Mr. Keegan lost his case in Ireland, but went on to Europe and, in 1994, won. The European Court of Human Rights ruled that the Irish state was in breach of Article 8 of the European Convention on Human Rights and Fundamental Freedoms (which embraces both marital and non-marital families), in failing to protect an unmarried father’s ‘right to respect for his private and family life’ by providing that he be consulted in the adoption process.

Joseph Keegan’s legal victory in Europe forced Irish law to change in 1998. And remember, he had to go all the way to Europe to win even this most trivial of concessions.
Conclusion
The discrimination goes on. In 2013 (decision DEC-S2013-010) a father won his Equality Tribunal case for gender discrimination against the Department of Social Protection, who at the time had a blanket policy of refusing accommodation to unmarried fathers which would allow them to exercise their access rights to their children.
In No Man’s Land: Unmarried Fatherhood and Caring, a 2009 UCC academic study on fathers parenting outside marriage, Robert O’Connor wrote:
“Unnmarried fathers are excluded twofold: firstly, they are deemed unsuitable carers by society; and secondly, they face powerful exclusion from the social system. Fathers are not encouraged to have a nurturing role in their children’s lives as males are not being socialised to show a nurturing side. ‘Father’ and ‘breadwinner’ have become synonymous to the point where a father becomes defined solely by what he does in society today as opposed to who he is outside of this. Policy also plays a negative role in encouraging fathers to be active carers in their children’s lives. Unmarried fathers are discriminated against and excluded by policy from the very beginning as they hold no legal position in the Constitution, they are expected to prove themselves in terms of guardianship, custody, and also access to their children.”

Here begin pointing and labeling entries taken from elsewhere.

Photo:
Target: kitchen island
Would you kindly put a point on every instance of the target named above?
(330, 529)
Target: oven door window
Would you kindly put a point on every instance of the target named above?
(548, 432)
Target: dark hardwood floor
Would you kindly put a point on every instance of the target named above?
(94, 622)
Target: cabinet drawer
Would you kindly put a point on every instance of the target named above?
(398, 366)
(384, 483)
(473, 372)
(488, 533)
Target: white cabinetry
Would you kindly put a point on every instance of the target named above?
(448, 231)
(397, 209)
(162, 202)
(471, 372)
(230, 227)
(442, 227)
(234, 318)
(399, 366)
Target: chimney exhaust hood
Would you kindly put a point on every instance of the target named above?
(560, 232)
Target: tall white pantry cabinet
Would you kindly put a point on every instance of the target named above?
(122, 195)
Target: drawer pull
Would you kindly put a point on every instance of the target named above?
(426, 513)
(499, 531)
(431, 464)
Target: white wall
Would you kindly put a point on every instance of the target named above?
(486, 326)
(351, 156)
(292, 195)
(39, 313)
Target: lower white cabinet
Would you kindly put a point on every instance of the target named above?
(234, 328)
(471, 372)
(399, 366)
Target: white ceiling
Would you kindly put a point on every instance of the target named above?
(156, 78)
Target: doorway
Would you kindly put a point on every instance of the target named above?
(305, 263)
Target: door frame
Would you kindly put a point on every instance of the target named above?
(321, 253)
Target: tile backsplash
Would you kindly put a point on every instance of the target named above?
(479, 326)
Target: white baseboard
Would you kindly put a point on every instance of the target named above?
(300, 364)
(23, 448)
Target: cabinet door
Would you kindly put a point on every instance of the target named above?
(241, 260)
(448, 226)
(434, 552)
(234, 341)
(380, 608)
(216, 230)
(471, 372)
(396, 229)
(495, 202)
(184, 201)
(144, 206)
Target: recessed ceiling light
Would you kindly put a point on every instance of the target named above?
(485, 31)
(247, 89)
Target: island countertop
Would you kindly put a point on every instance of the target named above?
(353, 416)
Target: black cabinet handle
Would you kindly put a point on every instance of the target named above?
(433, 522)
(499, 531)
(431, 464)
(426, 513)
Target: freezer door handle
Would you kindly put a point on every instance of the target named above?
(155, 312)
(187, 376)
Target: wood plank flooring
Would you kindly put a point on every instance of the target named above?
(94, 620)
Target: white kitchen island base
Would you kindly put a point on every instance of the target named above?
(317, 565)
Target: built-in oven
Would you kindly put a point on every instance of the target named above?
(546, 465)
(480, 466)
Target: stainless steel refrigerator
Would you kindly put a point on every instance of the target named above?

“Ray Kelly of Unmarried and Separated Fathers of Ireland describes it aptly in when he says: ‘We have the statistics out there, the writing’s on the wall, the problem is they can’t see the wall. Somebody, turned around and said before, men need to start talking, and I said no, people need to start listening, because men are talking and the problem is nobody is listening.’”

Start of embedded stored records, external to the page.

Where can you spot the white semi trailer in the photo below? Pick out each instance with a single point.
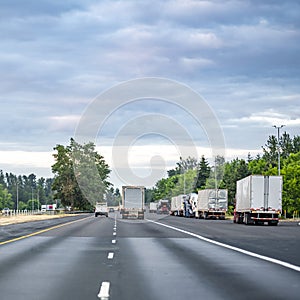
(177, 205)
(101, 209)
(133, 201)
(153, 207)
(258, 200)
(212, 203)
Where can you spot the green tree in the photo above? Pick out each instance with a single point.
(271, 151)
(80, 175)
(5, 198)
(203, 173)
(291, 183)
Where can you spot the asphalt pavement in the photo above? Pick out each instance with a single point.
(161, 257)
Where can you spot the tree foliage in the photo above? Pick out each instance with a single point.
(80, 175)
(22, 189)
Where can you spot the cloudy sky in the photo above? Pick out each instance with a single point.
(57, 58)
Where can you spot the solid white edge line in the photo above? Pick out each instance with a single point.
(266, 258)
(104, 290)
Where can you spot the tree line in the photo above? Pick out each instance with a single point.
(190, 176)
(24, 192)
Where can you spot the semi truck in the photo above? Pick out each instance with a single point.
(177, 205)
(258, 200)
(101, 209)
(153, 207)
(163, 206)
(211, 204)
(133, 202)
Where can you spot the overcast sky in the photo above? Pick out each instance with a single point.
(56, 57)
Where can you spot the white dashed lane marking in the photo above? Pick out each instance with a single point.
(104, 290)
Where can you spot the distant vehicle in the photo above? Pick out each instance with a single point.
(177, 205)
(153, 207)
(258, 200)
(211, 204)
(133, 202)
(48, 207)
(101, 209)
(5, 211)
(163, 206)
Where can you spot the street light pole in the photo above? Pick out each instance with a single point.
(278, 135)
(183, 170)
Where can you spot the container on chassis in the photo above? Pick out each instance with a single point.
(153, 207)
(212, 203)
(101, 209)
(133, 199)
(258, 200)
(177, 205)
(163, 206)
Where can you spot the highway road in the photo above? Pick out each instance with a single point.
(162, 257)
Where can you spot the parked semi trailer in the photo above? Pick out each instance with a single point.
(212, 203)
(133, 201)
(177, 205)
(153, 207)
(258, 200)
(163, 206)
(101, 209)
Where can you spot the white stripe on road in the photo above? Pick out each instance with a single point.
(266, 258)
(104, 290)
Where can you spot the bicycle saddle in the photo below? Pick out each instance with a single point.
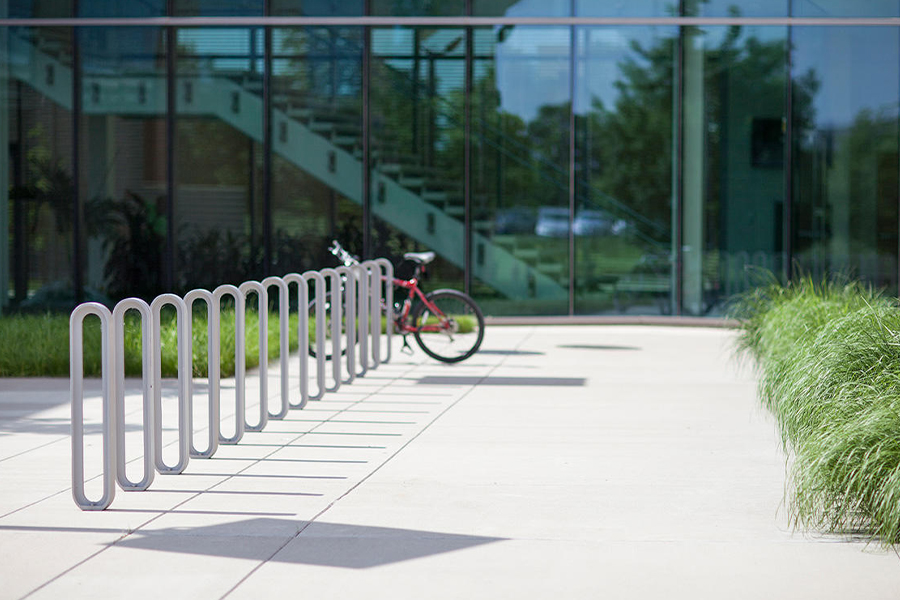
(423, 258)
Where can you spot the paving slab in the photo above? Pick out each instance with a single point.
(568, 461)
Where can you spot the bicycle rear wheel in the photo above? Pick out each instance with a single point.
(451, 333)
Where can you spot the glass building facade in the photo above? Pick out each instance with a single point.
(562, 157)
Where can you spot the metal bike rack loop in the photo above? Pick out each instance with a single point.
(362, 306)
(320, 329)
(335, 309)
(263, 321)
(212, 369)
(388, 281)
(184, 376)
(149, 428)
(357, 296)
(302, 335)
(76, 394)
(284, 313)
(239, 357)
(374, 272)
(348, 276)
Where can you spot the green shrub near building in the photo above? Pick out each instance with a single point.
(828, 356)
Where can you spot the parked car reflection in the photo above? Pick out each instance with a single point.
(597, 222)
(552, 222)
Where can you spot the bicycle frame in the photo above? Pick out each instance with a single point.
(412, 285)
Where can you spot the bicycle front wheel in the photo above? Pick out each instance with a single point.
(449, 326)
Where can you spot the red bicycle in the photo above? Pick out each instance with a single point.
(447, 324)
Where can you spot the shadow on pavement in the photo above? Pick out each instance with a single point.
(596, 347)
(549, 381)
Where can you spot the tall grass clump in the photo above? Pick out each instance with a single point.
(828, 356)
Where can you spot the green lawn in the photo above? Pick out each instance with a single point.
(38, 345)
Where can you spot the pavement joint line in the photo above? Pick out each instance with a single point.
(210, 489)
(377, 468)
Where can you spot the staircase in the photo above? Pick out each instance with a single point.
(321, 142)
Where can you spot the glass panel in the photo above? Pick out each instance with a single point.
(739, 8)
(418, 8)
(218, 156)
(626, 8)
(522, 8)
(40, 9)
(417, 116)
(624, 106)
(520, 170)
(734, 99)
(845, 151)
(317, 8)
(36, 207)
(218, 8)
(110, 9)
(122, 158)
(317, 138)
(845, 8)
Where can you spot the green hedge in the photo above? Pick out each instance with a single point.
(828, 356)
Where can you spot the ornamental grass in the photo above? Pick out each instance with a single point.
(828, 356)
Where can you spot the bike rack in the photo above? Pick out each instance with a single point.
(212, 369)
(76, 394)
(263, 353)
(348, 275)
(356, 295)
(284, 335)
(184, 377)
(148, 412)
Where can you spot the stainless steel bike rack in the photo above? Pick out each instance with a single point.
(362, 283)
(263, 315)
(388, 304)
(356, 299)
(76, 394)
(212, 369)
(349, 277)
(335, 309)
(149, 428)
(240, 363)
(284, 336)
(320, 328)
(302, 334)
(184, 378)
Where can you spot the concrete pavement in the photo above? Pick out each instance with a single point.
(561, 461)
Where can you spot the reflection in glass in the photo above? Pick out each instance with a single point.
(843, 8)
(36, 174)
(122, 159)
(417, 137)
(734, 98)
(418, 8)
(737, 8)
(218, 157)
(316, 8)
(217, 8)
(845, 152)
(627, 8)
(522, 8)
(317, 141)
(624, 99)
(520, 160)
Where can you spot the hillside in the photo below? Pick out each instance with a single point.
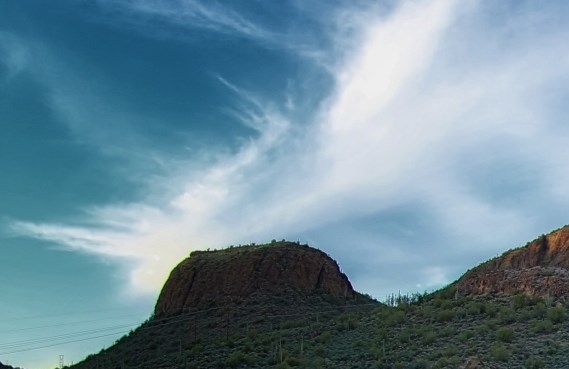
(540, 268)
(252, 317)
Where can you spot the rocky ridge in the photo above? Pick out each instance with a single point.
(541, 268)
(238, 274)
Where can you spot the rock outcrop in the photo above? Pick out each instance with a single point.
(540, 268)
(235, 274)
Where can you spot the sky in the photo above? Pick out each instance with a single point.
(410, 140)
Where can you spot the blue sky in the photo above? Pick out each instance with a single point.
(410, 140)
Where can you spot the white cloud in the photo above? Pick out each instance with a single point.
(190, 14)
(415, 118)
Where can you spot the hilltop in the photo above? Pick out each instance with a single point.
(253, 273)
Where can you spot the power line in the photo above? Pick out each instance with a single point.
(153, 324)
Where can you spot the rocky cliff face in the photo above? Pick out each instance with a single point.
(235, 274)
(540, 268)
(2, 366)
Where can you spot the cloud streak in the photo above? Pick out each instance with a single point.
(415, 120)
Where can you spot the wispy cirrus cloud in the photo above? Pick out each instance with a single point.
(190, 14)
(427, 119)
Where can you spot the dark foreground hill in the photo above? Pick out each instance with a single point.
(305, 323)
(541, 268)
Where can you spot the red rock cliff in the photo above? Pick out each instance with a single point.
(540, 268)
(236, 273)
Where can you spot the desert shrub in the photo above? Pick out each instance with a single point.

Taking all these examples and court rulings into account, even the most biased observer would be forced to admit that the Irish state placed many obstacles in the way of fathers, married or otherwise, who wanted to be involved in the rearing of their children. It continues to do so. Given that the Tuam case is about the importance of not allowing identifiable groups to be stigmatised, I feel Kathy Sheridan may be in danger of doing exactly that.